U otros versos y canciones igualmente edificantes.
Entretanto, Tirania Vampir calculaba mentalmente cuánto habría producido hasta el día de hoy, con todos los intereses de los intereses, un único tálero que se hubiera colocado el año cero en una cuenta bancaria, suponiendo que el banco existiera en la actualidad.
Hizo el cálculo con la siguiente fórmula, conocida por todos los magos y brujas multiplicadineros:
Kn = Ko (1 + i)n
Había llegado ya a una suma de dinero que equivalía al contravalor de varias bolas de oro del tamaño del globo terráqueo, pero todavía le faltaba mucho para llegar a nuestros días. Calculaba y calculaba, pues de sus cálculos dependía su vida.
Pero cuanto más se prolongaban los minutos —el ponche no estaba aún en pleno reposo ni totalmente claro—, mayor sensación tenía Sarcasmo de que todo su largo cuerpo se curvaba para formar un signo de interrogación.
Y a Tirania le parecía que todas las interminables columnas de números que veía delante de ella estaban compuestas de miríadas de signos de interrogación, microscópicamente pequeños, que bailaban y se mezclaban unos con otros y no querían estarse en el lugar que les correspondía.

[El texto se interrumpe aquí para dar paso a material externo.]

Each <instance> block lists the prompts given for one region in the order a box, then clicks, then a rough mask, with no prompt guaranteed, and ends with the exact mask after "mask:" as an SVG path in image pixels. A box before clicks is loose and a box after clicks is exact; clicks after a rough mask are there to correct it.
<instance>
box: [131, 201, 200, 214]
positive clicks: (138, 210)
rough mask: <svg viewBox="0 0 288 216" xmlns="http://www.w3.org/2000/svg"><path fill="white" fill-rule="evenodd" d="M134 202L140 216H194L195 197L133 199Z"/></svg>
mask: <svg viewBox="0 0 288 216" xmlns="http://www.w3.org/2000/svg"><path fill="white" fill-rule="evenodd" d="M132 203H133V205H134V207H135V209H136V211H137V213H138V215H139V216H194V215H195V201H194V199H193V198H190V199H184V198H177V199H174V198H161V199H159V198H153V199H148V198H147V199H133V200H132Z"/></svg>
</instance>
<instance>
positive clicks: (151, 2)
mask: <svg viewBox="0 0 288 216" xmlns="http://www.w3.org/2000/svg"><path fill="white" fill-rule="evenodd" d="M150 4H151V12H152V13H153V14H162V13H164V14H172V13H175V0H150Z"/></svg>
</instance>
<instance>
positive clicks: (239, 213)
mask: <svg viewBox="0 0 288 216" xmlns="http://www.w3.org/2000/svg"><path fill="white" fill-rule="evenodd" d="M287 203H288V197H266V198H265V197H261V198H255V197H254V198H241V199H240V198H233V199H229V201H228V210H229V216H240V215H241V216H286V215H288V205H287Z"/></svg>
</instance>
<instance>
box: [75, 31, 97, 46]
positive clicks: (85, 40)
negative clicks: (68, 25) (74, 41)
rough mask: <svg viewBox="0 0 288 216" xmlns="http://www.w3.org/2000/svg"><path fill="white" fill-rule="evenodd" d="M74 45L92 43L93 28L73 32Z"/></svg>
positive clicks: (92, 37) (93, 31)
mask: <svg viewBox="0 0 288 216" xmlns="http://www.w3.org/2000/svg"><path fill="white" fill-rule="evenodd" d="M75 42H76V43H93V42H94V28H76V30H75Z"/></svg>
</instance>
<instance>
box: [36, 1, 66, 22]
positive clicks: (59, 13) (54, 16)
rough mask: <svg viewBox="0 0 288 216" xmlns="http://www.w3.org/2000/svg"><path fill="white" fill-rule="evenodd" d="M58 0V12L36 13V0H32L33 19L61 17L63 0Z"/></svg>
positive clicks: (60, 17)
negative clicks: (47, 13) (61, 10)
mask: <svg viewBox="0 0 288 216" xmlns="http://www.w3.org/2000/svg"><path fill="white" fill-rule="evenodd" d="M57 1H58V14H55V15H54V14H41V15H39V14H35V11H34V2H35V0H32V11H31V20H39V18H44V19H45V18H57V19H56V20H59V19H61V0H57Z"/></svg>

—¡Por todos los genes clonizados! —suspiró finalmente Sarcasmo—. No voy a poder aguantar más. Ya no me sé ninguna poesía más…
Y Tirania musitó despavorida:
—Me he hecho un lío con mis cálculos. Igual…. igual… Creo que es igual a…
¡Plafff!
El sobrino había propinado a su tía una bofetada con toda la violencia de la desesperación.

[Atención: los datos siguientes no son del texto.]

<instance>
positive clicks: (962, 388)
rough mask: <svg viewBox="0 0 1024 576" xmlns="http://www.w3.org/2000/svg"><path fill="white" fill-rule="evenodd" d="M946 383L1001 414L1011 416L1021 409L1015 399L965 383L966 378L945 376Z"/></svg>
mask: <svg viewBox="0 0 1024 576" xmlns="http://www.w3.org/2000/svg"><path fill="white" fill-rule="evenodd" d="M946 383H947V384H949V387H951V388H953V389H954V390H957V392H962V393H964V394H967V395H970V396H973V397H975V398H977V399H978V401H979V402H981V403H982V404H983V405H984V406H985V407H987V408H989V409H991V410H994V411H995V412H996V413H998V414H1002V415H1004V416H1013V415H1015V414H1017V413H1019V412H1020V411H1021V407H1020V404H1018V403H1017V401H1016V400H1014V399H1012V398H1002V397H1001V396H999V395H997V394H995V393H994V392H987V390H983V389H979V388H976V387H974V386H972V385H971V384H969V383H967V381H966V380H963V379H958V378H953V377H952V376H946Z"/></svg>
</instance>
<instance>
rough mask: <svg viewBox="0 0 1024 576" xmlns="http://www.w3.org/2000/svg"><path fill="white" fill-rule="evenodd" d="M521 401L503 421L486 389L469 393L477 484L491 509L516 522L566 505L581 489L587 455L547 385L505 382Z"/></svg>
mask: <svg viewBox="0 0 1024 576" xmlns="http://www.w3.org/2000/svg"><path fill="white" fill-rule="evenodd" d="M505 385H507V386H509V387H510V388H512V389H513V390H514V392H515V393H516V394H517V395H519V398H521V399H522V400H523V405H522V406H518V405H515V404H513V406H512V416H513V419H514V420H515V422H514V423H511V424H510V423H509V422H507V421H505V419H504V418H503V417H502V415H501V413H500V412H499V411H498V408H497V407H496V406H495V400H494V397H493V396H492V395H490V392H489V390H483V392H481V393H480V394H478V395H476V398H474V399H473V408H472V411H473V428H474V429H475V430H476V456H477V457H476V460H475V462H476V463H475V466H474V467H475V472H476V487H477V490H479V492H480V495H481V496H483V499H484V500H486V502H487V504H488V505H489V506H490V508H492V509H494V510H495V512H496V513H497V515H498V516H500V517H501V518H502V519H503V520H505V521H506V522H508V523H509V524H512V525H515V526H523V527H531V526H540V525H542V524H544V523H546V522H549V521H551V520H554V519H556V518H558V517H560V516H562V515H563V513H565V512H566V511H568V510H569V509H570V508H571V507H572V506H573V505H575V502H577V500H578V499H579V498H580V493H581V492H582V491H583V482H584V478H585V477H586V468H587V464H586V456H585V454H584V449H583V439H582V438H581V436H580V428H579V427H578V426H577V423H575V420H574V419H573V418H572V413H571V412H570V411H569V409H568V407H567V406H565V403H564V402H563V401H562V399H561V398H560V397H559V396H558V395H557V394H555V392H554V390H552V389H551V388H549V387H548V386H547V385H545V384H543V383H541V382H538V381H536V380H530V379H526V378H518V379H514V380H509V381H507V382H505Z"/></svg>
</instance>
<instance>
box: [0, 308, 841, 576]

—¡Ay! —gritó la bruja fuera de sí.
Y le dio a su vez un sopapo tan fuerte a su sobrino que las gafas de éste volaron por el laboratorio.
Y así comenzó entre los dos un intercambio de golpes digno de dos campeones de lucha libre.
Cuando finalmente se detuvieron, se hallaban sentados en el suelo y se miraban jadeantes. El sobrino tenía un ojo amoratado, y la tía, la nariz ensangrentada.
—No ha sido por motivos personales. Titi —explicó Sarcasmo, y luego señaló con un gesto el vaso de fuego frío.
—¡Mira!
El torbellino de chispas de la cola del cometa se había apagado por completo, habían desaparecido todas las turbulencias, y el ponche genialcoholorosatanarquiarqueologicavernoso brillaba claro e inmóvil con todos los colores del arco iris.
Los dos emitieron un profundo suspiro de alivio.
—Lo de la bofetada —dijo Tirania— ha sido la idea salvadora. Eres un gran tipo, muchacho.
—Sabes, tía —comentó Sarcasmo—. Ya ha pasado el peligro. Ahora podemos pensar lo que queramos. Y debemos hacerlo a nuestro antojo, ¿no crees?
—De acuerdo —respondió la bruja, y puso los ojos en blanco.
El mago sonrió sarcásticamente. Naturalmente, había hecho aquella propuesta con segunda intención. La tía se iba a encontrar con sorpresas.